LEVEL 1 (HIGH). These alarms are designed to indicate conditions requiring prompt operator action to prevent hazards or equipment damage. Special colour and visual displays and a distinct audio tone should be used to alert the operator.
Examples of level 1 alarms are high pressure in a reactor; low water level in a boiler; and activation of a safety interlock system that has stopped operation of some processes (see next topic).

LEVEL 2 (MEDIUM). These alarms are designed to indicate conditions requiring close monitoring and operator action to prevent loss of production or other costly (but nonhazardous) situations. The operator typically has some time to an analyze the alarm, along with other measurements, and make corrections that can maintain the process in an acceptable region of operation. These alarms should be annunciated in the same general manner as the level 1 alarms, although with distinct colors and tones.

LEVEL 3 (LOW). These alarms identify conditions that are not critical to the operation of the process and require no immediate action by the operator. These can be entered directly into a database for occasional review by the operators and engineers. These alarms should not be annunciated.

 

Safety Interlock System (SIS)

The third layer involves automatic feedback control for situations when process variables approach “hard” constraints that should not be exceeded; these could cause injury to people or the environment or damage to expensive equipment.

Because of the importance of preventing such situations, the actions taken are extreme and disrupt the process operation; usually, they stop all or part of the process operation by immediately closing (or opening) key valves to move the process to a safe condition. These control systems are termed safety interlock systems (SIS) or emergency shutdown systems (ESS).

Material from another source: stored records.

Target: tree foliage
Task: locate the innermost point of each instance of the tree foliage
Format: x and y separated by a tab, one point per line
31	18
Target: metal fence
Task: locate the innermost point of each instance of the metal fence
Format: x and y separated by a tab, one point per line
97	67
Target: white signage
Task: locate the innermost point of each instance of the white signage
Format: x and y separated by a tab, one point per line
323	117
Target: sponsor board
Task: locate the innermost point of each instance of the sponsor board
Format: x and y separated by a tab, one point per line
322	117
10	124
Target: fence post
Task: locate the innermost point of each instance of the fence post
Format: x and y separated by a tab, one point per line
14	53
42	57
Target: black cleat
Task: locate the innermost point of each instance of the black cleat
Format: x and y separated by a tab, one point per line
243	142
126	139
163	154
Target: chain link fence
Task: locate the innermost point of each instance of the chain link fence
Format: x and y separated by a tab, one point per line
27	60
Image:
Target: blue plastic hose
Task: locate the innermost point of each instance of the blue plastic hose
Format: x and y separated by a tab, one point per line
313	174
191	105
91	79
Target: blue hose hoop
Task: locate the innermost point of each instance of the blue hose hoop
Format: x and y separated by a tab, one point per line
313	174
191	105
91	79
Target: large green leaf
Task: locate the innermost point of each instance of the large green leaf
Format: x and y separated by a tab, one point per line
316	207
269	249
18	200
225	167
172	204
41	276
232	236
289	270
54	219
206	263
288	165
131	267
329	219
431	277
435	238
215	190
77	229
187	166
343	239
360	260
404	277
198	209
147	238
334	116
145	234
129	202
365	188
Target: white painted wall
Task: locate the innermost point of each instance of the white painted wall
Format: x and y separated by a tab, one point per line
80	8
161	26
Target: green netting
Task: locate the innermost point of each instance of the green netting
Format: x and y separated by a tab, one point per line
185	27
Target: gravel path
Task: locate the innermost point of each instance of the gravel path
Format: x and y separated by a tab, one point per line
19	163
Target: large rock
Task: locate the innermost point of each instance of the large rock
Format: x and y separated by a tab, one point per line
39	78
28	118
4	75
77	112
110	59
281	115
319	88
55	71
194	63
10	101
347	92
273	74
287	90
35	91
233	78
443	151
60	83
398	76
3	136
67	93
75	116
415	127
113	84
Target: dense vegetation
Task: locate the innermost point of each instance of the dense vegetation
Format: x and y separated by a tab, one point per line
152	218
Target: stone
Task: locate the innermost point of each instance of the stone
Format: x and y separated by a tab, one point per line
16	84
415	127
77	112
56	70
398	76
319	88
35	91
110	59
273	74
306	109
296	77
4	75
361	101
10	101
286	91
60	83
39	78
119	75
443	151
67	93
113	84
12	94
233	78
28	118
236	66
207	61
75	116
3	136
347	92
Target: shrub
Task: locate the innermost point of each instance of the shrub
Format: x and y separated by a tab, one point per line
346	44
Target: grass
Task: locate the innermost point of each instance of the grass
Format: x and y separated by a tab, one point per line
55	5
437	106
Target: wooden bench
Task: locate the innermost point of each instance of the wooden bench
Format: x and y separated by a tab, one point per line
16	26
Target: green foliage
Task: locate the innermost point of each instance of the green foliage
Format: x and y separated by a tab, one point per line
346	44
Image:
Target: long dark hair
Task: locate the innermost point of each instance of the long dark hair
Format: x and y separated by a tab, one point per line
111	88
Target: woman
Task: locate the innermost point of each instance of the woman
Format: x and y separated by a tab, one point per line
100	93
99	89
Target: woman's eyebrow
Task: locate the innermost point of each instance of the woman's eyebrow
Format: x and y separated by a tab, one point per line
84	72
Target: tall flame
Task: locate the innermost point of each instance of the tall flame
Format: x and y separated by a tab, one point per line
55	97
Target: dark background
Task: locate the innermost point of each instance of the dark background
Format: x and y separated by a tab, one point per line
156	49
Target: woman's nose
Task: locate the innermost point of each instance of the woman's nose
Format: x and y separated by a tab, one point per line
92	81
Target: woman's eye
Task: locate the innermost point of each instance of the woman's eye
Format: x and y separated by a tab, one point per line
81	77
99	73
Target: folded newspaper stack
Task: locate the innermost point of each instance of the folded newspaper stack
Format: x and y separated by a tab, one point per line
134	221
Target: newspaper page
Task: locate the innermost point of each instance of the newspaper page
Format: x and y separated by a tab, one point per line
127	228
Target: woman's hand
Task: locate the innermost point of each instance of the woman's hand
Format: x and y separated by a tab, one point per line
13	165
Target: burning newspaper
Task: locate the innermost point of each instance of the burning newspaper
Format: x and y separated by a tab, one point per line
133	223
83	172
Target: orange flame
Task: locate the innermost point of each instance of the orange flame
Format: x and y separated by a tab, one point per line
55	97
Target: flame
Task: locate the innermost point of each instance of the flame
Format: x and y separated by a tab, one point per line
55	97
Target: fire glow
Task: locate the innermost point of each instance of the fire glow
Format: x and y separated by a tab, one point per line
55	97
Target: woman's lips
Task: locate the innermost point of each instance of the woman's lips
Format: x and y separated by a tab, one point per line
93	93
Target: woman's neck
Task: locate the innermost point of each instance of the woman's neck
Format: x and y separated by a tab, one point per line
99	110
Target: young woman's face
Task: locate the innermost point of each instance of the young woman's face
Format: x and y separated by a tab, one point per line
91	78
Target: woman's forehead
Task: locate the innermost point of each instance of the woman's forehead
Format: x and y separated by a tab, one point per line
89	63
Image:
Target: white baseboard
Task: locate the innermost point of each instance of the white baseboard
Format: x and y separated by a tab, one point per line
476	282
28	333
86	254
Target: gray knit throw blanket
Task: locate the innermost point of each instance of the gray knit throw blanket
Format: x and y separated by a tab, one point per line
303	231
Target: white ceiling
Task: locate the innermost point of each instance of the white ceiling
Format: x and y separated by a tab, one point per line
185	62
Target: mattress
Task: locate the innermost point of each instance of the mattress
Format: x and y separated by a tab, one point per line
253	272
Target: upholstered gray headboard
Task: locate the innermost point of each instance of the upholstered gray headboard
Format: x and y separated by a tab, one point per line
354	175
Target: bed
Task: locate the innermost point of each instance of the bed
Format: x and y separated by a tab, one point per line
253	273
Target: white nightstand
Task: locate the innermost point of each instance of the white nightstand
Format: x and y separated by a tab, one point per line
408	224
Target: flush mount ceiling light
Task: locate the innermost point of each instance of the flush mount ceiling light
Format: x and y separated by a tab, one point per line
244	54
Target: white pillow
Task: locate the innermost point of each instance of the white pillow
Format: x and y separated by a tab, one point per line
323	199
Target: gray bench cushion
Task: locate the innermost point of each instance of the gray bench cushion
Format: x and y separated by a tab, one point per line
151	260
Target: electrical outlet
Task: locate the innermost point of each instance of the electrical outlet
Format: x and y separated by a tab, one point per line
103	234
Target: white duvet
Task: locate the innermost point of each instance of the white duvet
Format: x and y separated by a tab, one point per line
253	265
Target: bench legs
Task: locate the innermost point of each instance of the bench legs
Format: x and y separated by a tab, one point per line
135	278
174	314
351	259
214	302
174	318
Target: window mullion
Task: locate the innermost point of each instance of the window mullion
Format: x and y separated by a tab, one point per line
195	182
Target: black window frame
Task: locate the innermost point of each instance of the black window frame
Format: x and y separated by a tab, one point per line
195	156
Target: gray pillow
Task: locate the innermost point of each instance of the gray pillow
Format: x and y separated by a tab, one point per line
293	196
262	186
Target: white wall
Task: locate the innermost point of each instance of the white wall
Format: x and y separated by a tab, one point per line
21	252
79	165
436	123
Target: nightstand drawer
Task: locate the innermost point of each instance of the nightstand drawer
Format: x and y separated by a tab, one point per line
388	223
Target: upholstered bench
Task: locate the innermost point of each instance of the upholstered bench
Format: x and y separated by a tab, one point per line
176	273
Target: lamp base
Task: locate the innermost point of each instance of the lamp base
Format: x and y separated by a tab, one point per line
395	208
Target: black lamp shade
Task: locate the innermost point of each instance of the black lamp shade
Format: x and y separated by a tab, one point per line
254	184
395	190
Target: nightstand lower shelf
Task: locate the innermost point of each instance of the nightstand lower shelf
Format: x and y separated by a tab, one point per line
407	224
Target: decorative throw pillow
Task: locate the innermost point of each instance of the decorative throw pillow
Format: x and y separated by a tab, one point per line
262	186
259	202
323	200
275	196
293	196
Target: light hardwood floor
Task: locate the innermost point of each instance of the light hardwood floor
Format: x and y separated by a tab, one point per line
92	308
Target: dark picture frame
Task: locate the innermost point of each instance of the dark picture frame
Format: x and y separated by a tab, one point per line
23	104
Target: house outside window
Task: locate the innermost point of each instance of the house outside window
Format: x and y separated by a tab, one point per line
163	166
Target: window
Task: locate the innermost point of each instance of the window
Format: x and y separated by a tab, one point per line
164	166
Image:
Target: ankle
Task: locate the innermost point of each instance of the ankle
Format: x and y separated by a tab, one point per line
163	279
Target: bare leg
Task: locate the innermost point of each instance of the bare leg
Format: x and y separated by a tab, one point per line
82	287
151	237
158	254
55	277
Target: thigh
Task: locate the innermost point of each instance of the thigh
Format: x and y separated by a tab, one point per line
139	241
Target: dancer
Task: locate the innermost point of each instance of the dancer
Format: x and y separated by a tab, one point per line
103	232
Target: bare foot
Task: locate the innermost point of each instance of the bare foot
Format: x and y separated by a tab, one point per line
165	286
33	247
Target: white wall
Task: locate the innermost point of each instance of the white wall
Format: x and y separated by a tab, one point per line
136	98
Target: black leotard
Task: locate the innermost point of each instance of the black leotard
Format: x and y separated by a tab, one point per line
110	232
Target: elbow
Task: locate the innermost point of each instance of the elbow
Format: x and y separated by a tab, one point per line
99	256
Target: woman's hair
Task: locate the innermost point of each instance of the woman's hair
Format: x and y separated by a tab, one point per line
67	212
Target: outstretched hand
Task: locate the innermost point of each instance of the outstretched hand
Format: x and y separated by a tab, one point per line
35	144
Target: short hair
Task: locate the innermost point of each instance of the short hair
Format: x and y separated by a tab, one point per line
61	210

The manner in which a safety interlock system is shown on a process drawing depends on the complexity of the logic. If only one measurement is compared with its low or high limit, a two-letter designation is used, with the second letter being “S” for switch; for example, LS is a switch that changes state based on a level measurement. If the logic is complex, perhaps using many sensors, all measured signals are connected to an “SIS” symbol, and the SIS is connected via signal lines to all manipulated valves (or motors, etc.). Separate documentation is required for
the more complex SIS systems.

Also read

SIS (safety instrumented system) basics

Safety Valves

The fourth layer involves feedback systems that are self-actuating, that is, which do not require electrical, pneumatic, or hydraulic power sources and have no significant distance of signal transmission. These features contribute to very high reliability. The major application at this layer is the safety valve, which is a valve normally held closed by a spring. When the pressure reaches the preset limit, the force due to the process pressure is high enough to overcome the force of the spring, and the valve begins to open. When the process pressure decreases, the safety valve is designed to close. The engineer must be sure that the material flowing through the safety valve can be either (1) released to the environment safely (e.g., steam), (2) processed to eliminate hazards (e.g., combusting hydrocarbons), or (3) retained in a containment vessel for later processing (e.g., wastewater storage and nuclear
plant containment building). These layers should be carefully designed, properly installed, and meticulously maintained.